うん、いいんだ。だって俺、ふにゃふにゃマスターだもの!!
「今、何か温かいものでもいれるよ。希望ある?」
クヌ兄さんとミリアさんが現在お部屋に荷物を運びに行っているので、ソファーに腰を落ち着けた両親に、普段料理を担当している俺が名乗り出る。
「そうだな、茶で」
「私はココアがいいなぁ~」
「わかった。じゃぁ、ちょっと待ってて」
「お兄ちゃん、ぼくも手伝う」
すかさずひわくんも来てくれたので、なでなでして一緒に台所へと向かう。わぁ、本当にひわくんっていい子だなぁ。因みにおさらいだが、ひわくんは勇ましく凛々しい俺の婚約者・モモちゃん(※実はふにゃふにゃ大好き女子)の弟でもある。

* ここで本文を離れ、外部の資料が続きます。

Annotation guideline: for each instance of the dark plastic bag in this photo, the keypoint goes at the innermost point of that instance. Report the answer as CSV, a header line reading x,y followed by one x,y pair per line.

ひわくんと一緒に、淹れたほうじ茶とココアを持ってきてみれば。
「もゆちゃんかわいい♡」
「ん、そうだな」
両親は早速ウチの末っ子の妹・もゆちゃんを愛でていた。
「もゆちゃ、かわいいにゃぁ~」
「おみみふにふににゃぁ!」
母さんのお膝の上に座っっているもゆちゃんの横では、ウチのふにゃふにゃのひな・ふうくんとすうくんが絶賛後押し中であった。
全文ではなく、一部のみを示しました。